JoVE Logo
Yazarlar
Bize Ulaşın

Oturum Aç

Bu içeriği görüntülemek için JoVE aboneliği gereklidir. Oturum açın veya ücretsiz deneme sürümünü başlatın.

Bu Makalede

  • Özet
  • Özet
  • Giriş
  • Protokol
  • Sonuçlar
  • Tartışmalar
  • Açıklamalar
  • Teşekkürler
  • Malzemeler
  • Referanslar
  • Yeniden Basımlar ve İzinler

Özet

Bu prosedür, ucuz ve yaygın olarak kullanılabilir araçları kullanarak yüksek kaliteli protein ve RNA elde etmek için ayrık dondurulmuş beyin bölgelerinin toplanmasını açıklar.

Özet

Nörobiyoloji anlayışımız ilerledikçe, moleküler analizler genellikle medial prefrontal korteks (mPFC) veya nükleus accumbens gibi küçük beyin bölgelerinde yapılır. Bu çalışmada sorun incelenecek mikroortamı korurken doğru alanı incelemektir. Bu yazıda, çoğu laboratuvarda kolayca bulunan kaynakları kullanarak basit, düşük maliyetli bir yöntem açıklıyoruz. Bu yöntem, işlem boyunca doku dondurulmuş tutarak nükleik asit ve proteinleri korur. Beyinler bir beyin matrisi kullanılarak 0.5-1.0 mm kesitler halinde kesilir ve donmuş cam plaka üzerine yerleştirilir. Her bölümdeki yerler Allen Mouse Beyin Atlası gibi bir referansla karşılaştırılır ve bölgeler soğuk neşter veya biyopsi yumruğu kullanılarak kesilir. Doku daha sonra kullanıma kadar -80 °C'de saklanır. Bu işlem sayesinde sıçan ve fare mPFC, nucleus accumbens, dorsal ve ventral hipokampus ve diğer bölgelerde başarıyla qRT-PCR ve Batı tahlilleri kullanılarak analiz edilmiştir. Bu yöntem açık yerler tarafından tespit edilebilir beyin bölgeleri ile sınırlıdır.

Giriş

Bu çalışma, bir rehber olarak Allen Mouse Beyin Atlası1gibi bir referans kullanarak yüksek kaliteli nükleik asit veya protein çıkarılması için dondurulmuş beyin bölgelerinin diseksiyon göstermektedir. Bu teknikte beyinler flaş dondurulmuş ve dondurulmuş bir durumda muhafaza edilirken daha sonra kesit ve diseksiyon için -80 °C'de saklanır. Bu süreç araştırmacı bir oturumda beyin çok sayıda hasat ve daha sonra birden fazla beyin bölgeleri doğru bir koleksiyon için onları incelemek için izin verir.
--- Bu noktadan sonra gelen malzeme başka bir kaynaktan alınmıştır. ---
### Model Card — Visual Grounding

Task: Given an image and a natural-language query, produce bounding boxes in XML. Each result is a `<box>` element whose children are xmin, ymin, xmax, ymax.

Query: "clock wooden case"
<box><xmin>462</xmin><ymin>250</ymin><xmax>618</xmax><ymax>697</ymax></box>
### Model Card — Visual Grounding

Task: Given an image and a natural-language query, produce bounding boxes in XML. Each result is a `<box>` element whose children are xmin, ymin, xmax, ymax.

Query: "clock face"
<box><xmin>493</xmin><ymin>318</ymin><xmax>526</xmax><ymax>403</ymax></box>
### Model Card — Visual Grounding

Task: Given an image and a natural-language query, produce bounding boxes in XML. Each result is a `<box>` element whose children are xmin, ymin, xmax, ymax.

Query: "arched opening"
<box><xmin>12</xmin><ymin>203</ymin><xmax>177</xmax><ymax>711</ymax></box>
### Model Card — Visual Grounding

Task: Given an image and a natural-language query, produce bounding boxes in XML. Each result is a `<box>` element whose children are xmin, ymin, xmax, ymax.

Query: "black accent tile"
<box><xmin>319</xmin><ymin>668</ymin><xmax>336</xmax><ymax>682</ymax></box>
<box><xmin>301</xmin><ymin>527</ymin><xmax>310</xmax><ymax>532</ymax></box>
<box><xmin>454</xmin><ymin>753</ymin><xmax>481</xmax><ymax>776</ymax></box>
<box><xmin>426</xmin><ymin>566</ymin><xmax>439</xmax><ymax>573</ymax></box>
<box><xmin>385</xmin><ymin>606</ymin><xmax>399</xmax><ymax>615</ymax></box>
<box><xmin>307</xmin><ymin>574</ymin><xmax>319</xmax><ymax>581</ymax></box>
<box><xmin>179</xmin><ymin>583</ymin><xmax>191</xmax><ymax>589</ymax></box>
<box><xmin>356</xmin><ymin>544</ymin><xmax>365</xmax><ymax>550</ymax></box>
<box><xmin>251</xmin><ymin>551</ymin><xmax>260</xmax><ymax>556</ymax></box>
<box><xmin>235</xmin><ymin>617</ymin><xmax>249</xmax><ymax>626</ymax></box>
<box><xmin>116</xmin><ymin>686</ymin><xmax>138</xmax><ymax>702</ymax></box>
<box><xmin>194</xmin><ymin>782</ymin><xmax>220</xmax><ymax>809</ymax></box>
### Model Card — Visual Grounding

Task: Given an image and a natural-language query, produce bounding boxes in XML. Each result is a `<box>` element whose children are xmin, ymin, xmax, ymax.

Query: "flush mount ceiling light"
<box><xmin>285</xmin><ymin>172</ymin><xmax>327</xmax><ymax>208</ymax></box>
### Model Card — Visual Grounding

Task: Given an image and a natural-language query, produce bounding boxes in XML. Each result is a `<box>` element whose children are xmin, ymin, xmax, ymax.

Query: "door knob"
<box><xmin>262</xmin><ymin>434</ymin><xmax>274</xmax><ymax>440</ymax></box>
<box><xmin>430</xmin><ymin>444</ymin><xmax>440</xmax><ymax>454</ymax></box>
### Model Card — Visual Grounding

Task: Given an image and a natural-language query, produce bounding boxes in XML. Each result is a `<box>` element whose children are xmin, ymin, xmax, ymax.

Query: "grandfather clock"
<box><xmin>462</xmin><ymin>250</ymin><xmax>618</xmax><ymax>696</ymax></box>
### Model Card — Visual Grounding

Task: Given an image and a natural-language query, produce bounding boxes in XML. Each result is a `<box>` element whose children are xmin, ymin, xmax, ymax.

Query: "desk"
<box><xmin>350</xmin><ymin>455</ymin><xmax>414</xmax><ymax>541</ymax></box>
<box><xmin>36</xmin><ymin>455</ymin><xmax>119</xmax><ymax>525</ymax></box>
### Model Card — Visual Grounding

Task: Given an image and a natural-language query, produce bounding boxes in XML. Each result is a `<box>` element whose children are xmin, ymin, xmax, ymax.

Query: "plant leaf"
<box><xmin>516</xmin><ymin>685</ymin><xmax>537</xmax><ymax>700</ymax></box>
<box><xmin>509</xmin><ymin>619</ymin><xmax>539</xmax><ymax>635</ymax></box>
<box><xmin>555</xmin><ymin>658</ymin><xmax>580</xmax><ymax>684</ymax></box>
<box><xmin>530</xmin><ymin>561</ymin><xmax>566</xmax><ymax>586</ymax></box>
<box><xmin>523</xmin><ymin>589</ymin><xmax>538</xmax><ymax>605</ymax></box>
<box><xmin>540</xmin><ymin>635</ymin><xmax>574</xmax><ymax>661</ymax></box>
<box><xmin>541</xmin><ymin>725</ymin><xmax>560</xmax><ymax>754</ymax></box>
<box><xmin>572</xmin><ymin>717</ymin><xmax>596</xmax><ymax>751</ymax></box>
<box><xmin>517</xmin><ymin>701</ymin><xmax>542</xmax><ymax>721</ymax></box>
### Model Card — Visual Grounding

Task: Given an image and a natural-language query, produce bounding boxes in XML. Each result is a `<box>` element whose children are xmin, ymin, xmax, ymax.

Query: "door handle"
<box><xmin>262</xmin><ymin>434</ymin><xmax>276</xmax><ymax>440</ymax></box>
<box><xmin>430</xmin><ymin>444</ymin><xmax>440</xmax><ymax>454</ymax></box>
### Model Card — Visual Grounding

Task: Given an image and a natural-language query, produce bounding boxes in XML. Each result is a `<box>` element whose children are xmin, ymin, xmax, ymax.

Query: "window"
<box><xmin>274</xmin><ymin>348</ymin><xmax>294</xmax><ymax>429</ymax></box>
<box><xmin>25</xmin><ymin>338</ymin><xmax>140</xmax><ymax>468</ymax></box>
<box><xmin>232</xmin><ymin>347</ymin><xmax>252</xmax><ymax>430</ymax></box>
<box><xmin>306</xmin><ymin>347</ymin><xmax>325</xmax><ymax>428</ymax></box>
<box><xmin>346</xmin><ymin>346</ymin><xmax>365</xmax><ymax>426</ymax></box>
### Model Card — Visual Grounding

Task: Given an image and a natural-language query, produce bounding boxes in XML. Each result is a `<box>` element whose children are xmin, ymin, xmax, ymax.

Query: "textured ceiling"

Gen ve protein ekspresyonu ile ilgili soruları yanıtlarken genellikle beyin bölgelerinin (ROI) doğru toplanması gereklidir. Farmakoloji, elektrofizyoloji ve optogenetik yabani tip veya genetiği değiştirilmiş kemirgenler üzerinde gözlenen davranışları destekleyen moleküler değişikliklerin aydınlatılmasına yardımcı olmak için kullanılabilir iken2,3,4, transkripsiyon ve proteomlarda indüklenen değişikliklerin ölçümü genellikle bu bulguları desteklemek için kullanılır. Nicel ters transkripsiyon polimeraz zincir reaksiyonu (RT-qPCR), batı lekeleme, RNAseq5,MAPSeq6 ve HPLC7 gibi teknikler sağlam ve nispeten düşük maliyet, birçok laboratuvarküçük beyin bölgeleri içinde indüklenen moleküler değişiklikleri incelemek için izin2,4,5,6.

Beyin bölgelerinden nükleik asit veya protein ayıklamak ve arındırmak için çeşitli yollar vardır8,9,10,11,12. Birçok laboratuvarlar hasat sırasında buz üzerinde beyinleri dondurup keserek beyin bölgelerini hasat eder9,13. Bu yaklaşım yüksek kaliteli nükleik asit ve proteine yol açsa da, bu sıcaklıklarda dokunun mikro ortamında bozulma olabileceğinden biraz zaman sınırlıdır. Bu özellikle bir oturuşta çok sayıda hayvanı veya ROI'yi incelemeye çalışırken doğru olabilir. Numuneleri dondurulmuş tutmak, araştırmacıya nispeten saf numuneler toplama çabasında her bölümün her iki tarafındaki simgeleri dikkatle karşılaştırması için zaman sağlarken, labile hedef moleküllerinin korunmasına yardımcı olur. Lazer yakalama beyin bölgelerinden RNA veya protein analizi için doku toplamak için başka bir yoldur10. Bu işlem, çok küçük ve düzensiz şekilli ROI'ların tespit edilip izole edilebildiği mekanik diseksiyondan daha üstündür. Ancak, lazer yakalama pahalı ekipman ve reaktiflerin kullanımı ile sınırlıdır, zaman alıcı ve aynı zamanda örnek bozulmasına daha duyarlı olabilir.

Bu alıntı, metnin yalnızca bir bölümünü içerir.